San Francisco hired Curt Casali and Javier López as front-office assistants last week, a move that reads less like roster grooming and more like succession planning. Casali, 33, caught for Buster Posey in 2021-22 and logged 304 career games. López, 47, threw 702 innings over 13 seasons, mostly in relief. Both join under President of Baseball Operations Posey, who took the job in September and has spent the winter installing people who understand the implied agreements of a clubhouse—what gets said, what doesn't, who needs the manager's attention before a problem metastasizes.
Detroit followed a similar script, naming Kyle Hendricks special assistant to baseball operations. Hendricks, 35, retired in December after 11 seasons and a 3.68 ERA with the Cubs. The Tigers finished 86-76 in 2024, their first winning record since 2016, and are expected to add payroll. Hendricks doesn't scout amateur talent or negotiate contracts; he'll sit in spring meetings and translate what managers mean when they say "bullpen depth" versus "we need two relievers by June."
The hires matter because they telegraph an MLB-wide truth entering 2025: front offices no longer trust field managers to manage themselves out of fourth place. At least four clubs—names withheld pending announcements expected by late February—are entering camp with skippers who need 90 wins or a plausible playoff run to keep their jobs past August. One American League club has already spoken to three external candidates, all currently employed elsewhere, according to two people with direct knowledge. The conversations happened in January, three months before the roster breaks camp.
This isn't panic. It's preparation. The economic structure of modern MLB rewards Presidents of Baseball Operations who can replace a manager mid-season without losing clubhouse credibility or alienating a $25M closer. Casali and López know what Posey needs because they played for him; Hendricks knows what Detroit's analytics staff cannot easily quantify—how a veteran starter processes a demotion to the bullpen, whether the bench coach has lost the room, when the hitting coach's message has stopped landing. The title is "special assistant," but the job is early-warning system.
Posey's model is worth watching. He took over a front office that had burned $357M in active payroll on a 79-83 season and responded by hiring two guys whose combined front-office experience was zero. That's not ignorance; it's intentionality. Casali and López didn't leave the game to learn spreadsheets. They're there to tell Posey when the 2025 Giants, projected to win 78 games by FanGraphs, are underperforming their talent or when manager Bob Melvin has lost leverage with a clubhouse that includes $113M committed to Jung Hoo Lee and Matt Chapman.
The timing aligns with a broader shift.

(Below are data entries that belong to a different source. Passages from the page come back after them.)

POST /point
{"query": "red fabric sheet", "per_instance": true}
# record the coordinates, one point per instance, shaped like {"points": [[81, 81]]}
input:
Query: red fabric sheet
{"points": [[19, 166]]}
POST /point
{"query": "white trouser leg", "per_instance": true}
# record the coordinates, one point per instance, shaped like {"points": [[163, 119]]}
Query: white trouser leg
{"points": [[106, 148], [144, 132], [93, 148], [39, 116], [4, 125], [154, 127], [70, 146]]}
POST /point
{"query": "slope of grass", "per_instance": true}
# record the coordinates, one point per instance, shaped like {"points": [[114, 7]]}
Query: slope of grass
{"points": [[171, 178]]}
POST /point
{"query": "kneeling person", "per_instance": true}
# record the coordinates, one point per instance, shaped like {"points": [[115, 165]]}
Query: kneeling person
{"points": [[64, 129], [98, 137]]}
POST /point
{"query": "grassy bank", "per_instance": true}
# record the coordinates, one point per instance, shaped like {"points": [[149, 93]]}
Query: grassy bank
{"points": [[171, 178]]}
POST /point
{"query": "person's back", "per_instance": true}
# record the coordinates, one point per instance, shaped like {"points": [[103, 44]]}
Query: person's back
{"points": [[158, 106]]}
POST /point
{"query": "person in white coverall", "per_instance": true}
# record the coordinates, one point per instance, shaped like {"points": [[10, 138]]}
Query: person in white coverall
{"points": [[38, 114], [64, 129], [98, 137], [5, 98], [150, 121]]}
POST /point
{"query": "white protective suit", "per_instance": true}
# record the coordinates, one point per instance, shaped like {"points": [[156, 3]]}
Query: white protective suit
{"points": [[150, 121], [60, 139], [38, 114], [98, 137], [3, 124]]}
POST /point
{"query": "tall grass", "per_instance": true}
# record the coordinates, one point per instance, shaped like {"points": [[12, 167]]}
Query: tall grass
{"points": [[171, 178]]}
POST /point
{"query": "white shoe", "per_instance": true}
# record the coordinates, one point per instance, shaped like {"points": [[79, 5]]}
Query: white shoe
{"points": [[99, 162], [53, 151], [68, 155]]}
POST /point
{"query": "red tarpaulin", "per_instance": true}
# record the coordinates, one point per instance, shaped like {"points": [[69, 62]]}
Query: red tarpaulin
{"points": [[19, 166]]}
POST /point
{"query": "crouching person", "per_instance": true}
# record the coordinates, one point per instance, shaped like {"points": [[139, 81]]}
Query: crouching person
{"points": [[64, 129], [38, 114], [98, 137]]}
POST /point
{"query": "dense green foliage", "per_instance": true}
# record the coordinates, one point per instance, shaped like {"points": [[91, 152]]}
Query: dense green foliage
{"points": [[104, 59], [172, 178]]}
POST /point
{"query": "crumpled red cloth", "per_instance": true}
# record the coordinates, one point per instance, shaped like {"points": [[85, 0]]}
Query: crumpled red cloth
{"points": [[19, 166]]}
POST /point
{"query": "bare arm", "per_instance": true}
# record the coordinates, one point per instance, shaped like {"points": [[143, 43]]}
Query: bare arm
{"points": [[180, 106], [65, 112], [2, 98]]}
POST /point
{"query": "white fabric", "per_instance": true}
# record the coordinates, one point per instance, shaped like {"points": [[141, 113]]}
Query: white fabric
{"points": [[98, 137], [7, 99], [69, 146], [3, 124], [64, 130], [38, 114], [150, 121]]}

MLB teams now carry 12-15 front-office personnel with playing experience, up from 6-8 a decade ago. The roles vary—player development, advance scouting, major-league operations—but the function is consistent: translate between the people who build models and the people who execute them. Hendricks will sit in Detroit's spring meetings alongside Jeff Greenberg, the VP of baseball operations who built the Tigers' 2024 bullpen. Greenberg understands leverage indices; Hendricks understands what happens when you ask a 28-year-old sinker-baller to throw his slider 40% of the time because the data says so.
The managerial churn, still mostly off-record, will clarify by mid-March. Spring training reveals which clubs enter the season already auditioning replacements. One National League team has identified a Triple-A manager it expects to promote by July if the current skipper drops 10 games under .500. Another has a handshake agreement with a recently retired player who will join the front office in June, title TBD, with managerial succession implicit. These conversations happen in hotels near Scottsdale and Clearwater, not at the winter meetings, because no club wants to announce doubt before pitchers report.
The economics are simple. Firing a manager costs $2-4M in dead salary. Missing the playoffs costs $15-30M in gate and postseason revenue, plus the compounding cost of wasted years on star contracts. Clubs increasingly treat managerial roles as interchangeable and front-office depth as competitive advantage. Posey added two guys who can tell him, by May, whether his manager is the problem. Detroit added one who can tell them whether their breakout season was process or variance.
Three more clubs are expected to announce similar hires before camp breaks. The roles will carry vague titles—advisor, assistant, consultant—but the mandate will be identical: watch the manager, read the room, report up. The position doesn't exist on the org chart; it exists in the text thread between the special assistant and the President of Baseball Operations when something feels wrong in February and the data won't confirm it until June.